Proof of $\lim_{n \to \infty} {a_n}^{1/n} = \lim_{n \to \infty}(a_{n+1}/a_n)$ [duplicate]
Why would $\lim_{n \to \infty} {a_n}^{1/n} = \lim_{n \to \infty}(a_{n+1}/a_n)$ be true where $(a_n)$ is a sequence in $\mathbb{R}$?
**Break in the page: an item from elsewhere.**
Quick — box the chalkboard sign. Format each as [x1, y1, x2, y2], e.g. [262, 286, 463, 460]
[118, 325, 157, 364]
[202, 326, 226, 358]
Edit: Let all $a_n$ be positive.
Under the hypothesis $\forall n\in\Bbb N: a_n>0$ and $\exists\lim_{n\to\infty}{a_{n+1}\over a_n}>0$, let be $$l=\lim_{n\to\infty}{a_{n+1}\over a_n}.$$ For each $\epsilon>0$, $\exists n(\epsilon)\in\Bbb N$ s.t. $\forall n\ge n(\epsilon)$: $$l-\epsilon\le{a_{n+1}\over a_n}\le l+\epsilon.$$ Multiply the inequalities form $n(\epsilon)$ to $n(\epsilon)+p-1$: $$(l-\epsilon)^p\le{a_{n(\epsilon)+p}\over a_{(n(\epsilon)}}\le(l+\epsilon)^p.$$ I.e., $$(l-\epsilon)^p a_{n(\epsilon)}\le{a_{n(\epsilon)+p}}\le(l+\epsilon)^p a_{n(\epsilon)},$$ and taking $n=p+n(\epsilon)$-root: $$(l-\epsilon)^{(n-n(\epsilon))/n}\root n\of{a_{n(\epsilon)}}\le\root n\of{a_n}\le(l+\epsilon)^{(n-n(\epsilon))/n}\root n\of{a_{n(\epsilon)}}.$$ Now, take $\lim_{n\to\infty}$. Think yourself in the case $\lim_{n\to\infty}{a_{n+1}\over a_n}=0$.
If $a_{n+1}/a_n$ converges in $[0,\infty]$ then $a_n^{1/n}$ does as well and to the same limit, but the converse need not hold. Upon taking logarithms this is a well known statement about Cesaro means of sequences, but I will write out the proof in the present setting.
Suppose $a_{n+1}/a_n\to\ell\in[0,\infty]$. First suppose $0<\ell<\infty$, and let $\alpha>1$. Then there is some $N$ such that $\alpha^{-1}\ell < a_{n+1}/a_n < \alpha\ell$ for all $n\geq N$. Multiplying these together for $n=N,\dots,m-1$ we have $\alpha^{-(m-N)}\ell^{m-N} < a_m/a_N < \alpha^{m-N} \ell^{m-N}$. Taking $m$th roots and the limit $m\to\infty$ shows that $a_m^{1/m} \to \ell$. The cases $\ell=0$ and $\ell=\infty$ are similar, and you might like to try them.
For a counterexample for the opposite implication, consider the sequence $$a_n = \begin{cases} 2&\text{if }n \text{ is odd,}\\ 1/2 &\text{if }n\text{ is even.}\end{cases}$$
This is a particular case of the following chain of inequalities $$\liminf \frac{a_{n+1}}{a_n} \leq \liminf \sqrt[n]{a_n} \leq \limsup \sqrt[n]{a_n} \leq \limsup \frac{a_{n+1}}{a_n}. $$ cf. Theorem 3.37 in Rudin's principles of mathematical analysis. If the limit of the sequence $\frac{a_{n+1}}{a_n}$ exists the outermost expressions coincide, and thus the two in the middle as well.